Capítulo 27

1

Había dejado de hacer footing.

Las calles empezaban a dar demasiado miedo.

No era algo que Bill hubiera esperado que sucediera en Juniper. Un año atrás, puede que incluso sólo seis meses atrás, algo así habría sido impensable. Pero ahora todo era distinto. El Almacén había contratado su propio cuerpo de seguridad para ampliar el departamento de policía, y aunque aparentemente el motivo era combatir el aumento de delitos que se cometían en la ciudad, lo cierto era que el Almacén simplemente quería aumentar su control, alardear de su poder, asegurarse de que todo el mundo supiera quién mandaba ahora en Juniper.

Además, aunque no pudiera demostrarlo, en opinión de Bill, la mayoría de los delitos parecían cometerlos las nuevas fuerzas de seguridad.

Y las víctimas parecían ser siempre personas contrarias al Almacén.

Por eso ya no hacía footing.

Aún no había recibido otro encargo, de modo que tenía los días libres, y se los pasaba básicamente en la tienda de Street.

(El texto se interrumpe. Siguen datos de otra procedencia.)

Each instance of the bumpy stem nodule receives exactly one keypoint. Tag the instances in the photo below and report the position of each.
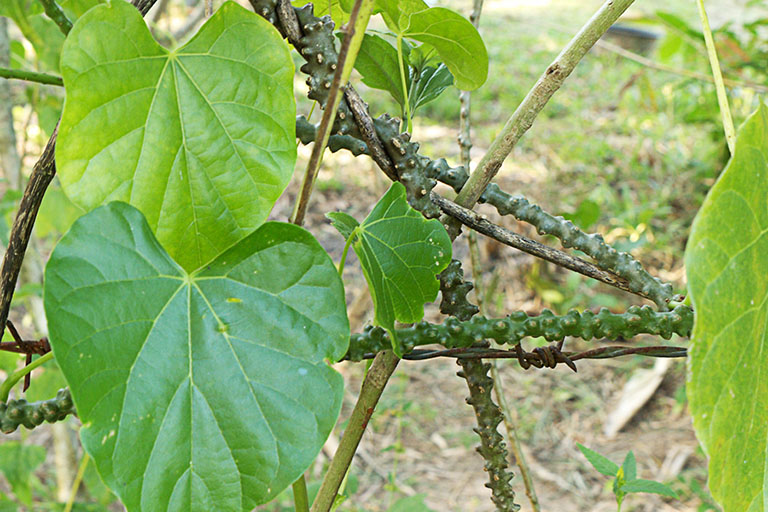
(511, 330)
(492, 447)
(30, 415)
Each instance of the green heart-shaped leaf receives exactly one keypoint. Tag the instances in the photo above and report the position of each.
(200, 139)
(203, 391)
(726, 261)
(401, 253)
(457, 42)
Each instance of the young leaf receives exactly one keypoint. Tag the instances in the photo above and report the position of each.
(629, 466)
(378, 67)
(726, 260)
(599, 462)
(401, 253)
(204, 391)
(431, 84)
(338, 9)
(396, 12)
(200, 139)
(648, 486)
(457, 42)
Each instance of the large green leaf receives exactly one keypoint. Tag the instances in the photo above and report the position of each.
(727, 262)
(338, 9)
(203, 391)
(400, 252)
(200, 139)
(457, 42)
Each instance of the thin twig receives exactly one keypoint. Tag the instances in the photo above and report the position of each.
(383, 366)
(42, 174)
(608, 352)
(54, 11)
(644, 61)
(512, 239)
(522, 119)
(722, 97)
(8, 383)
(358, 21)
(31, 76)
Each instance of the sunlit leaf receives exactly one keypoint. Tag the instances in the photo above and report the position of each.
(202, 391)
(18, 462)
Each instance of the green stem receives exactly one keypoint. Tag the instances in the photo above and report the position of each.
(373, 386)
(722, 97)
(300, 497)
(31, 76)
(53, 11)
(403, 83)
(346, 250)
(358, 21)
(76, 483)
(5, 388)
(549, 82)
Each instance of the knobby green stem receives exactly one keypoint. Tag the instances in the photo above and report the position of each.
(717, 75)
(54, 11)
(31, 76)
(5, 388)
(300, 497)
(358, 21)
(375, 381)
(549, 82)
(406, 101)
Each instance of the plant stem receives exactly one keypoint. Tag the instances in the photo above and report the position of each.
(722, 97)
(644, 61)
(10, 163)
(549, 82)
(358, 21)
(31, 76)
(382, 368)
(42, 175)
(53, 11)
(403, 84)
(300, 498)
(16, 376)
(76, 483)
(346, 250)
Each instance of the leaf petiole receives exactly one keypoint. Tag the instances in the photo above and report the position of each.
(5, 388)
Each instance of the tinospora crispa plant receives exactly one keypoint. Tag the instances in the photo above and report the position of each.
(172, 303)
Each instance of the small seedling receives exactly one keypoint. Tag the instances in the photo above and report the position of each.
(625, 479)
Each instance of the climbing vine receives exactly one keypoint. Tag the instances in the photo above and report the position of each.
(172, 283)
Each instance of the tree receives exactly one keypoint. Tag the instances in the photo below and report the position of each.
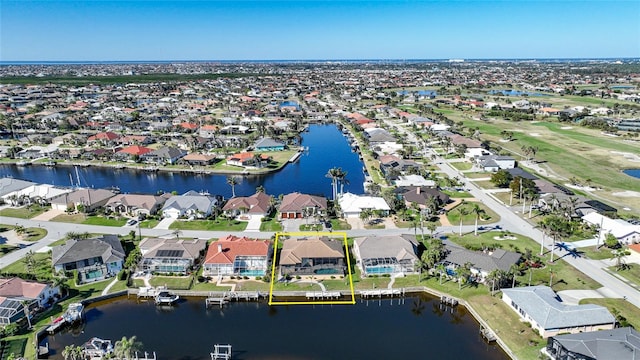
(618, 255)
(233, 181)
(125, 348)
(611, 241)
(501, 178)
(478, 211)
(462, 211)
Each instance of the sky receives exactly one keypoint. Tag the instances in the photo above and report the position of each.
(307, 30)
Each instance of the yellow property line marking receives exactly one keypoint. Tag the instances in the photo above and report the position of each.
(330, 302)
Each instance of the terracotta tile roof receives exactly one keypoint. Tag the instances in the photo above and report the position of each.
(226, 249)
(135, 150)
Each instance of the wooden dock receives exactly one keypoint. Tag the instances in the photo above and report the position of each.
(226, 297)
(221, 352)
(322, 295)
(366, 294)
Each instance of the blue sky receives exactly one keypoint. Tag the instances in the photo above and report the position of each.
(267, 30)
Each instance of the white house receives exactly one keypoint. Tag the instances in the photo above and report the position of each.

Ben también solía pasarse por allí, y daba la impresión de ser una de esas barberías cinematográficas en las que un grupo de ancianos ariscos se pasa los días criticando el mundo mientras lo miran pasar por delante del escaparate.

Salvo que no había mundo que pasara por delante del escaparate.

Sólo algún que otro coche de camino al Almacén.

Bill paró delante de la tienda de material y equipo electrónico y bajó del jeep. Ese día la calle tenía algo diferente, y tardó un momento en descubrir de qué se trataba.

Habían colgado unos folletos multicolores en los árboles, en los postes telefónicos y en los escaparates de las tiendas vacías del centro de la ciudad.

Se dirigió al poste telefónico más cercano. No, no eran folletos. Eran notificaciones:

Por orden del Almacén, ningún ciudadano o ciudadana podrá estar fuera de su casa pasadas las 10 p. m. a no ser quesea por algún asunto relacionado con la empresa. Se exigirá el cumplimiento estricto del toque de queda.

—¿Te lo puedes creer? —Street se reunió con él en la acera, seguido de Ben—. ¿Un puto almacén de descuento poniendo leyes, diciéndome cuándo puedo y cuándo no puedo caminar por mi ciudad? ¿Cómo coño pasó?

—¿Cómo dejamos que pasara? —repuso Ben en voz baja.

—Buena pregunta —dijo Street. Se acercó al poste de madera, tiró del cartel y lo arrugó con una mueca de indignación.

—¿Cuándo los colocaron? —preguntó Bill.

—Ayer por la noche, esta mañana. Se los hicieron colgar a los chicos de la iglesia.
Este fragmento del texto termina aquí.